What This Means For You For real estate leaders, this technology offers a concrete way to address two persistent, costly problems: lead waste and agent turnover. Data-driven personalization could transform training programs that have historically shown diminishing returns, especially in an economic environment where every investment dollar must justify itself with measurable outcomes.
- 1Audit your current coaching investment with specific metrics: If you're spending significantly on generic training (typically $2,000-$5,000 per agent annually), calculate how much of that budget is wasted on content that doesn't resonate with individual agents' communication styles. Implement A/B testing comparing outcomes between agents receiving traditional coaching versus Shilo-based coaching to quantify the difference.

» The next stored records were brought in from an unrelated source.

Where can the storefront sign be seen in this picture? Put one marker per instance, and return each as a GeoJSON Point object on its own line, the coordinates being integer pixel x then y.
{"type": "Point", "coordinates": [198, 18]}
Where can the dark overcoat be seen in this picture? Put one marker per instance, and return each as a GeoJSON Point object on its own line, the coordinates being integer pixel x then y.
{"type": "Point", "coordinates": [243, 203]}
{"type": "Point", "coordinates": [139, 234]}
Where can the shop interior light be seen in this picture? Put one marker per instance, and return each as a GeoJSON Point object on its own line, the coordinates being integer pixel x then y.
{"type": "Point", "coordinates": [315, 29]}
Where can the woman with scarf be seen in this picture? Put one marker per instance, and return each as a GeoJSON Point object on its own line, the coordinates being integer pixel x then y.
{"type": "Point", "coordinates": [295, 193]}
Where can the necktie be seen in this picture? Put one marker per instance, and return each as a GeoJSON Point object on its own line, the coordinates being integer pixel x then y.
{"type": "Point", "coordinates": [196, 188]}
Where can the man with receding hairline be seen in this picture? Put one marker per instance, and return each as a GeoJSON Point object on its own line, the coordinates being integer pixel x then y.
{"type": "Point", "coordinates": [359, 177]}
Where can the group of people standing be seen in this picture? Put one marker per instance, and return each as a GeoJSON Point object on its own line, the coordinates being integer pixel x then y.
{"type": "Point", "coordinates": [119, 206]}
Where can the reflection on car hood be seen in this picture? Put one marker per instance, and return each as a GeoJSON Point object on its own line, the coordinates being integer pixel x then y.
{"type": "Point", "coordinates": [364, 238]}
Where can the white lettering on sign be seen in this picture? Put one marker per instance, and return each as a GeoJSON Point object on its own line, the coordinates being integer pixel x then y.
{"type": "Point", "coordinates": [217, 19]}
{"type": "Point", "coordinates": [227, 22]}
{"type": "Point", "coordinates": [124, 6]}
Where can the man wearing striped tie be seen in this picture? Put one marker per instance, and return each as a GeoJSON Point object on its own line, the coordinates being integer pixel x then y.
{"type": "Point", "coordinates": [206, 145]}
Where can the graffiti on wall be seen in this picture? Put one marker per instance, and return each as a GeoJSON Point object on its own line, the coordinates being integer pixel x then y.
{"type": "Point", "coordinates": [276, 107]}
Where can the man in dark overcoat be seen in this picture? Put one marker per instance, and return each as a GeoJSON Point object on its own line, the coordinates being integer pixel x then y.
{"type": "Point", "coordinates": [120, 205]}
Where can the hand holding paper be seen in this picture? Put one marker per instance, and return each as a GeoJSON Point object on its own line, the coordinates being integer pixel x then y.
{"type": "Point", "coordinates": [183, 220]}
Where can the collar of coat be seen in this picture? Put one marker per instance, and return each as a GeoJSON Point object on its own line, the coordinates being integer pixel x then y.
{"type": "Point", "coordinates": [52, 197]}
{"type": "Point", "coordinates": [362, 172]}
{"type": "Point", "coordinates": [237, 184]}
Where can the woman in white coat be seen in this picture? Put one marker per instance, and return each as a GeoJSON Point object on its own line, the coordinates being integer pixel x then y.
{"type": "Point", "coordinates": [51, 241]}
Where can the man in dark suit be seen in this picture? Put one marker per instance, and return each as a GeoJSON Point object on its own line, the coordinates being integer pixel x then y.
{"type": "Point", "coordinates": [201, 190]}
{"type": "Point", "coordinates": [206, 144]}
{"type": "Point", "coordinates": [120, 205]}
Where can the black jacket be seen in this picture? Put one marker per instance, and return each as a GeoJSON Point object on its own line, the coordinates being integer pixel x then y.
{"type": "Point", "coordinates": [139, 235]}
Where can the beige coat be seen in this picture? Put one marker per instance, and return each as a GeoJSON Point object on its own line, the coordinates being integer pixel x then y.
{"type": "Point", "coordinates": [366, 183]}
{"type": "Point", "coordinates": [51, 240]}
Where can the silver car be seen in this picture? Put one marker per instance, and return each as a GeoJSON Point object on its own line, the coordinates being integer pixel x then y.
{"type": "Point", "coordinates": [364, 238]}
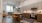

- 2Prioritize retention over recruitment with success tools: Instead of spending $10,000-$15,000 to recruit and train each new agent (recruitment costs, signing bonuses, initial training), invest in tools that help existing agents succeed more, thereby reducing the 87% attrition rate. Establish 3-year retention KPIs linked to technology investments, and track how improved retention affects your bottom line through reduced hiring costs and increased institutional knowledge.
- 3Demand data transparency and ethical implementation: As Shilo CEO Justin Benson notes, trust in AI requires transparency. Any tool you implement should provide clear confidence scores (90%+ for critical decisions), cited evidence from previous conversations you can verify, and privacy policies that respect both agent and client communications. Consider establishing ethics committees to oversee conversation data usage, ensuring it's used for professional development rather than punitive surveillance.
What To Watch Next The immediate catalyst will be large-scale adoption by major brokerages like Keller Williams, RE/MAX, or Compass in 2026-2027. If firms implementing Signals report measurable improvements in agent retention (20-30% reductions in the first 12 months) and lead conversion (15-25% increases), it could trigger a competitive race for similar conversation analysis tools. The pressure to reduce operational costs while improving performance will make these solutions increasingly attractive, especially if interest rates remain elevated and margins compress further.
Also watch how privacy regulations evolve around AI conversation monitoring in 2026-2027. As more platforms monitor employee communications, questions may arise about consent (should agents opt-in?), supervision boundaries (what data belongs to the brokerage versus the agent?), and compliance with regulations like GDPR or CCPA. Companies implementing these tools will need clear policies about how data is used, who has access, and for what specific purposes (professional development versus performance evaluation).
Finally, watch for capability expansion beyond basic DISC analysis. Shilo and competitors could add customer emotion analysis, common objection detection, real-time script suggestions, and integration with pricing and CRM systems for holistic recommendations. The proptech market for agent productivity tools could grow to $8-10 billion by 2028 according to industry analyst projections, with conversation intelligence becoming a standard component of tech stacks.